November 29, 2011 — The amount you can borrow will depend on your income and current debts as well as the value of the home you’re purchasing, the amount of your down payment and the current mortgage rates.

If you haven’t yet selected the home you’d like to purchase, most lenders will offer you a free estimate of the maximum housing payment you may be able to afford. Or use the worksheet below to get an idea now.

Generally, your monthly mortgage payment for principal, interest, taxes and insurance should not exceed 28 percent of your monthly pre-tax income. Monthly payments on other debts, such as car loans, school loans or credit card payments, should not exceed an additional 5 to 8 percent of your monthly income.

These percentages can be higher or lower depending on the type of loan you apply for, but they’re a good place to start estimating.

Loan Estimating Worksheet

This worksheet uses 28 percent and 36 percent figures to qualify, which are common. However, these percentages can be higher or lower depending on the type of loan you select. A loan officer can explain the different options available.

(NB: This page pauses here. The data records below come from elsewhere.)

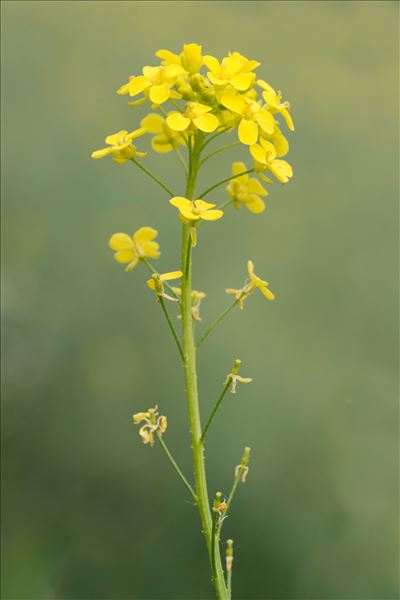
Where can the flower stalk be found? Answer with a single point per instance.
(223, 98)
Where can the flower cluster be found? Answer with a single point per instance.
(195, 92)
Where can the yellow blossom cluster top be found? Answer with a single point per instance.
(191, 91)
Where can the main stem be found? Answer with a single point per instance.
(189, 352)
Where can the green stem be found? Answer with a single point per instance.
(150, 174)
(171, 326)
(191, 378)
(154, 270)
(179, 155)
(221, 397)
(229, 582)
(224, 181)
(214, 545)
(240, 470)
(215, 323)
(175, 466)
(226, 147)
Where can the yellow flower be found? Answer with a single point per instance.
(130, 249)
(196, 299)
(197, 115)
(253, 117)
(157, 283)
(190, 58)
(121, 146)
(156, 81)
(246, 190)
(250, 285)
(273, 99)
(279, 141)
(229, 71)
(265, 158)
(193, 210)
(153, 423)
(165, 139)
(246, 64)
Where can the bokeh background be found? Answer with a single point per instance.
(89, 512)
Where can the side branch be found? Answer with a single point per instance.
(154, 177)
(215, 322)
(176, 468)
(171, 326)
(224, 181)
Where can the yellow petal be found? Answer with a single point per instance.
(281, 169)
(258, 154)
(159, 93)
(243, 379)
(266, 121)
(101, 153)
(288, 119)
(136, 133)
(267, 293)
(198, 109)
(216, 80)
(212, 215)
(168, 58)
(153, 123)
(256, 205)
(206, 123)
(250, 268)
(201, 205)
(132, 265)
(163, 424)
(177, 121)
(191, 58)
(171, 275)
(237, 168)
(116, 139)
(151, 72)
(139, 417)
(172, 71)
(188, 214)
(145, 234)
(121, 241)
(138, 84)
(242, 81)
(124, 256)
(212, 63)
(146, 435)
(281, 144)
(255, 187)
(124, 89)
(234, 102)
(161, 144)
(248, 132)
(180, 202)
(269, 149)
(265, 86)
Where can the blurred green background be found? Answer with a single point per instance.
(89, 512)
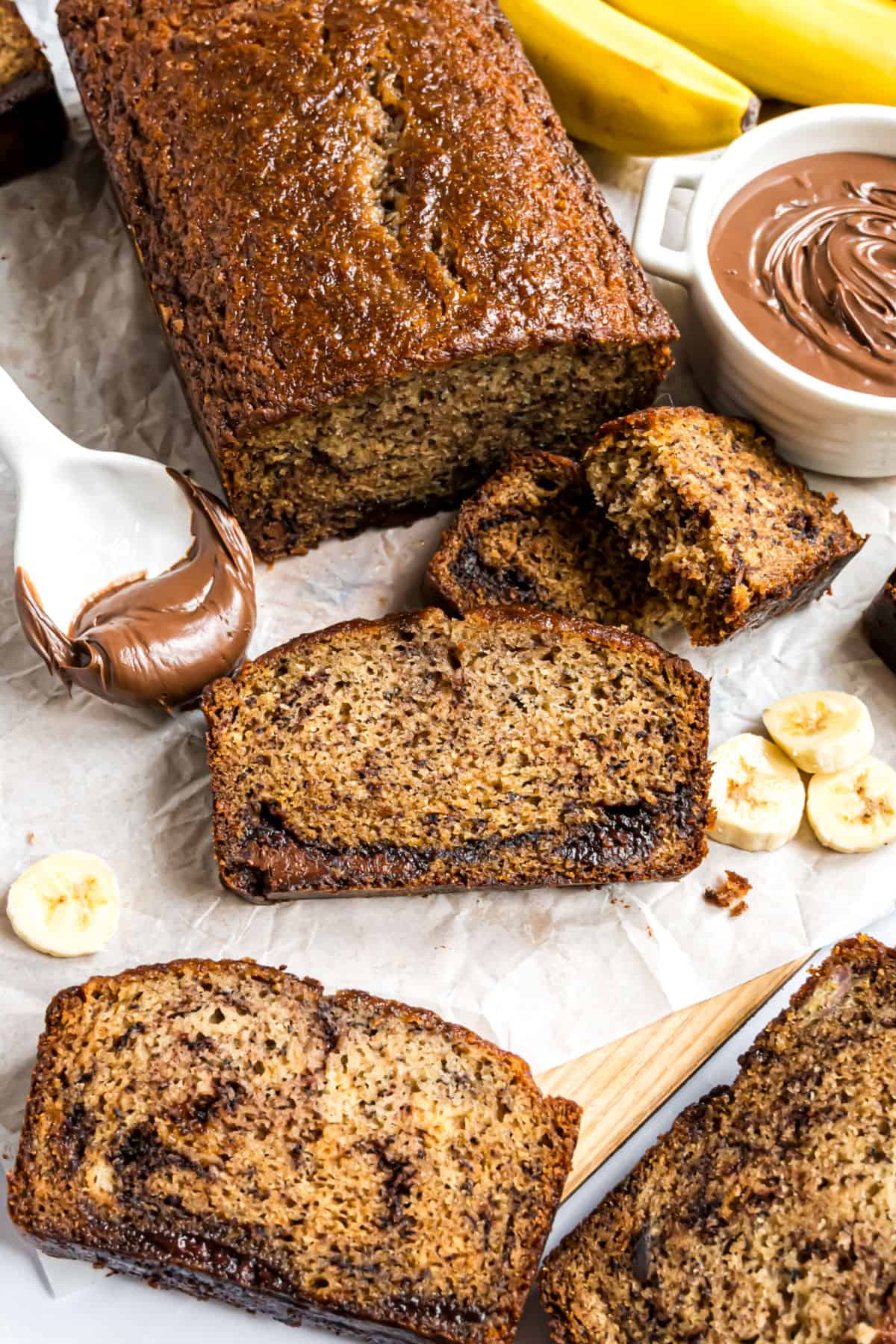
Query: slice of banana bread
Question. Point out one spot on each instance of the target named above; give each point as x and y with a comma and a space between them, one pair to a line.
378, 260
230, 1130
731, 534
880, 623
33, 122
512, 747
534, 537
766, 1214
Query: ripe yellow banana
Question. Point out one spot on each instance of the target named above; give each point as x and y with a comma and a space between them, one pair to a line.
809, 52
620, 85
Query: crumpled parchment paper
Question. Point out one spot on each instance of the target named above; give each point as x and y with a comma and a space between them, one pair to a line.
547, 974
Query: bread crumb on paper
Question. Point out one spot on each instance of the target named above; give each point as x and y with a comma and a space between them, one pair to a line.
729, 894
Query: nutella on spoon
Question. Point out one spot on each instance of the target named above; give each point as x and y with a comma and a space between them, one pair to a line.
805, 255
158, 640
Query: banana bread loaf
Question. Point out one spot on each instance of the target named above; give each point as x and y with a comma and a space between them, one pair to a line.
33, 122
514, 747
230, 1130
729, 532
378, 260
766, 1214
534, 537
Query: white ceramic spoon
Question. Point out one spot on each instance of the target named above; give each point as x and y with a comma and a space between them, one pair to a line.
87, 519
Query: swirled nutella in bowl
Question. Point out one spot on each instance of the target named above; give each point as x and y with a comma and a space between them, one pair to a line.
805, 255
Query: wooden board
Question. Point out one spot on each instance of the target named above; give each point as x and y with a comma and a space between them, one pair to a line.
622, 1083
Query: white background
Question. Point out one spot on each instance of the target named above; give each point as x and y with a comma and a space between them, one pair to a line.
548, 974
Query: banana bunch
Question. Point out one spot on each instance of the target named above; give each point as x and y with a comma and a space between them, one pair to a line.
668, 77
802, 50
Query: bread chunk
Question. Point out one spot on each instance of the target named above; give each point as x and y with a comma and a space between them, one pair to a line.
729, 532
512, 747
33, 122
768, 1211
231, 1130
378, 260
880, 623
534, 537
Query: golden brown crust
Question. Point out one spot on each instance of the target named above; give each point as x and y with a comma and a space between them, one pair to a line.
534, 535
257, 314
202, 1258
659, 833
732, 534
33, 122
714, 1148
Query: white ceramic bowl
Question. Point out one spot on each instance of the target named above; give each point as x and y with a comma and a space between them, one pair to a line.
822, 428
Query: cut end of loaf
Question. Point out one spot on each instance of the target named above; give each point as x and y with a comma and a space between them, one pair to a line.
228, 1129
422, 444
514, 747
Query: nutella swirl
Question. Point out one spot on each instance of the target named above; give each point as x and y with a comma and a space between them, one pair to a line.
806, 258
158, 640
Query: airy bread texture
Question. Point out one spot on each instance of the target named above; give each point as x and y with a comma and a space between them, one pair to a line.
509, 749
729, 532
378, 260
766, 1214
230, 1130
534, 537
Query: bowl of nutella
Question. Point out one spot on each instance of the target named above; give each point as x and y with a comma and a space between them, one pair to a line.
790, 265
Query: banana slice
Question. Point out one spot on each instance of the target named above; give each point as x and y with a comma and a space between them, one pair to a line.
821, 730
66, 905
756, 793
855, 809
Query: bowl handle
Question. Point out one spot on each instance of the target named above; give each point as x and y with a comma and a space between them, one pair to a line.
662, 178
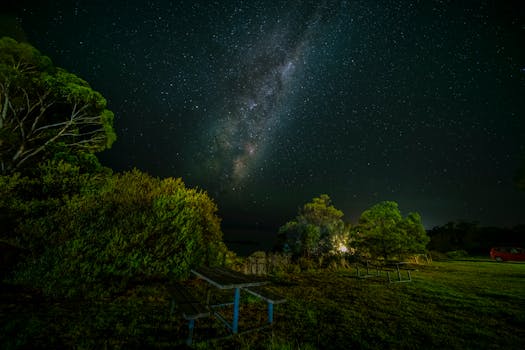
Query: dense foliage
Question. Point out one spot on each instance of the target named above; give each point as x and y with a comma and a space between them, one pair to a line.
99, 233
383, 232
45, 110
318, 229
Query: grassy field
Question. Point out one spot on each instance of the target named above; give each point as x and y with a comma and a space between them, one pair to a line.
452, 305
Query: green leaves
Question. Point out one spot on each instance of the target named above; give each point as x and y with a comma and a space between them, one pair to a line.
112, 229
44, 109
383, 232
318, 229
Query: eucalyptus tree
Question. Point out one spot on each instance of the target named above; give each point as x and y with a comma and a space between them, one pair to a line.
45, 109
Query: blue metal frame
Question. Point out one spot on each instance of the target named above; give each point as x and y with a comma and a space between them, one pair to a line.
234, 325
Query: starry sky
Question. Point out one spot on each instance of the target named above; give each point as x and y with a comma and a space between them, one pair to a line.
267, 104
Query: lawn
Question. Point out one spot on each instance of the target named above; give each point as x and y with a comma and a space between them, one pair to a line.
453, 305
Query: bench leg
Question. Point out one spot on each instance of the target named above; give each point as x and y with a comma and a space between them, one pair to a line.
191, 326
235, 324
270, 313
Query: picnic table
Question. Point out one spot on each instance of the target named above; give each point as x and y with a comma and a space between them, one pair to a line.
388, 267
223, 278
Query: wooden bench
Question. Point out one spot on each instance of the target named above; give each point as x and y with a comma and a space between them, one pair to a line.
269, 296
369, 265
397, 267
188, 305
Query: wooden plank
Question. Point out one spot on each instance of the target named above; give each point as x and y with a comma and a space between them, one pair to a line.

Monthly Income Before Taxes

Borrower – $

Co-Borrower  – $

Other – $

Total Monthly Income =  $

X            .28

= Maximum Housing Payment $

Or

Total Monthly Income =   $

X            .36

Maximum Payment for All Debts   = $

Now calculate your monthly debts. Generally, lenders will not consider debts that will be paid in full shortly.

Current Monthly Debts

Auto Loans – $

Personal Loans  – $

School Loans – $

Minimum Credit Card Payments – $

Other Current Monthly Debts – $

Maximum Housing Payment From Above  – $

*If this number exceeds that shown for Maximum Payment for All Debts, figure the amount by which it exceeds and subtract it from the Maximum Housing payment. The new figure is your maximum monthly housing payment estimate.